VOLETE ANDARVENE ANCHE VOI?

Gesù aveva parlato del suo farsi cibo per tutti e proprio questo era incomprensibile per i Giudei, che si immaginavano un Dio inaccessibile, potente e glorioso, non certo un Dio tanto intimo da diventare linfa nascosta.
E quando l’annuncio del Maestro si allontana così tanto dalle mie convinzioni tutto diventa duro, oscuro, lontano:
perché amare i nemici? Perché porgere l’altra guancia?
Possibile che i ladri e le prostitute mi precederanno nel regno dei cieli?

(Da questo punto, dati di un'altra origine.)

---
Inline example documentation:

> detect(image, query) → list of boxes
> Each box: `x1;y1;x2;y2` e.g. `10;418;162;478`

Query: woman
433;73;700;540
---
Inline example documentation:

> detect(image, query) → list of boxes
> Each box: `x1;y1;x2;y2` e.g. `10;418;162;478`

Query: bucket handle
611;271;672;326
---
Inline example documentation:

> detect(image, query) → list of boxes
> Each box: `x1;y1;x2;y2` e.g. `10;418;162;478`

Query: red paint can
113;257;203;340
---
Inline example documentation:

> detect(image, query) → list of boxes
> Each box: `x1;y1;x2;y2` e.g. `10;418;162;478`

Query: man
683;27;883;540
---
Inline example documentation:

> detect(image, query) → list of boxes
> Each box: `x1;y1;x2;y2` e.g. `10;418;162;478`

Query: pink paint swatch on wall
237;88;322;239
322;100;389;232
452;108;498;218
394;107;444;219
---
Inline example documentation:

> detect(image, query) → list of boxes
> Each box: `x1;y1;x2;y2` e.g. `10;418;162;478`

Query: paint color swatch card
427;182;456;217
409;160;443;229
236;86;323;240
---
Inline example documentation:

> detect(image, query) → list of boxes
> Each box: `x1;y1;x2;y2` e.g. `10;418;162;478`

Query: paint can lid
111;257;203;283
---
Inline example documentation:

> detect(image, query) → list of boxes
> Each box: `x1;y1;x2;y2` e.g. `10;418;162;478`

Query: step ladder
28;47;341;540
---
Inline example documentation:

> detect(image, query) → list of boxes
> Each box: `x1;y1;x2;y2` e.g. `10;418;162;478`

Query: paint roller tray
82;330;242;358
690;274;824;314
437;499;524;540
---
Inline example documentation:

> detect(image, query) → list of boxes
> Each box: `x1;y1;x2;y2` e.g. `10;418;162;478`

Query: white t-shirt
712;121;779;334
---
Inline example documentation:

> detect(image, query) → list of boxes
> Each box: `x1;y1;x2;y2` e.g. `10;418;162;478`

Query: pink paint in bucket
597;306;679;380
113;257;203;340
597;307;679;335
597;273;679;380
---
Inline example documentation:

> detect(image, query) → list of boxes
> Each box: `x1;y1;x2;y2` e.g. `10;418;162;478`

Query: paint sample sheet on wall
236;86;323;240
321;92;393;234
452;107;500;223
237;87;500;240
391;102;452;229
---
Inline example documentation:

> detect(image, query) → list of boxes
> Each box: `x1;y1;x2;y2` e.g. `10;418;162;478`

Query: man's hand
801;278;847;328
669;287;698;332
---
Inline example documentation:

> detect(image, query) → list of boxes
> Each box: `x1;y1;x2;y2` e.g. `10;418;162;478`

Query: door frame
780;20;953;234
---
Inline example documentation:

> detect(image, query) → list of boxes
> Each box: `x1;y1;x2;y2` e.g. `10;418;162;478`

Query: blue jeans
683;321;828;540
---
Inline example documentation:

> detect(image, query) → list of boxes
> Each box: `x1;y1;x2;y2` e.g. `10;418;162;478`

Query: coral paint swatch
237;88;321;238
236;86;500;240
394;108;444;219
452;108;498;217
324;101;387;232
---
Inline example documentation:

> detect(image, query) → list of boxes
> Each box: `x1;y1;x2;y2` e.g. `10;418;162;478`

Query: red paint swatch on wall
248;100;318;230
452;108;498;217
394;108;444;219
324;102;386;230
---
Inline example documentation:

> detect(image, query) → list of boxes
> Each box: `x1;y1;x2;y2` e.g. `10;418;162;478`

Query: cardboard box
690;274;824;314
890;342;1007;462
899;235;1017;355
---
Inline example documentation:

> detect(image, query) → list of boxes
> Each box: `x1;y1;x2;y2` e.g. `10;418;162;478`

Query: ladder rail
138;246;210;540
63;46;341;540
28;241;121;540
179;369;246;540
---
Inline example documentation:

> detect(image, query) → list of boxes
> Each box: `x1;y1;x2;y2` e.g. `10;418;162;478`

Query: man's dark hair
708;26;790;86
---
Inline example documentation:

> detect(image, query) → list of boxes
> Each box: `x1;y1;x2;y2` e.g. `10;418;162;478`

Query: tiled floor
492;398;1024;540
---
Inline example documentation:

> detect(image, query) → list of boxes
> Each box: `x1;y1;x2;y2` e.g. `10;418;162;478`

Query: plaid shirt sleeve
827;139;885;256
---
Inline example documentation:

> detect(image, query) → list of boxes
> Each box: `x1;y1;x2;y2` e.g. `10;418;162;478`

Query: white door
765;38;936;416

Mi accorgo allora che la durezza è nel mio cuore che non riesce ad aprirsi alle Tue parole di tenerezza, che si ostina a volerti costantemente plasmare a mia immagine o a tentare di ridurti al mio piccolo e meschino tornaconto.
Cosa avrei fatto se fossi stato tra loro in quei giorni? Da che parte sarei stato? Molto più facile voltare le spalle e tornarsene a casa, con appena un po’ di nostalgia per quelle parole così dolci, ma pure così capaci di scavare abissi.
E Tu cosa hai provato nel vedere i discepoli, quelli che già da un po’ Ti seguivano ovunque, abbandonarti così? Hai visto come siamo fatti? Subito pronti a riconoscerti per un tozzo di pane da mettere sotto i denti, ma subito pronti anche a rinnegarti quando quel pezzo di pane mette in crisi la nostra vita.
Me lo immagino come li guardavi mentre si allontanavano e si facevano via via più piccoli sulla strada.
E il tuo sguardo ora si posa sui dodici, su quel gruppetto scalcagnato di pescatori che ti sei scelto, ma che non vuoi rendere schiavo: «Volete andarvene anche voi?»
E c’è un attimo in cui tutto sembra fermarsi, un attimo, tra la tua domanda e la risposta di Pietro, sospeso come quando sta per accadere un miracolo.
I tuoi occhi innamorati mi guardano, aspettano.
Leggono nei miei occhi lo smarrimento, il disorientamento: se cerco la vita dove mai potrei andare?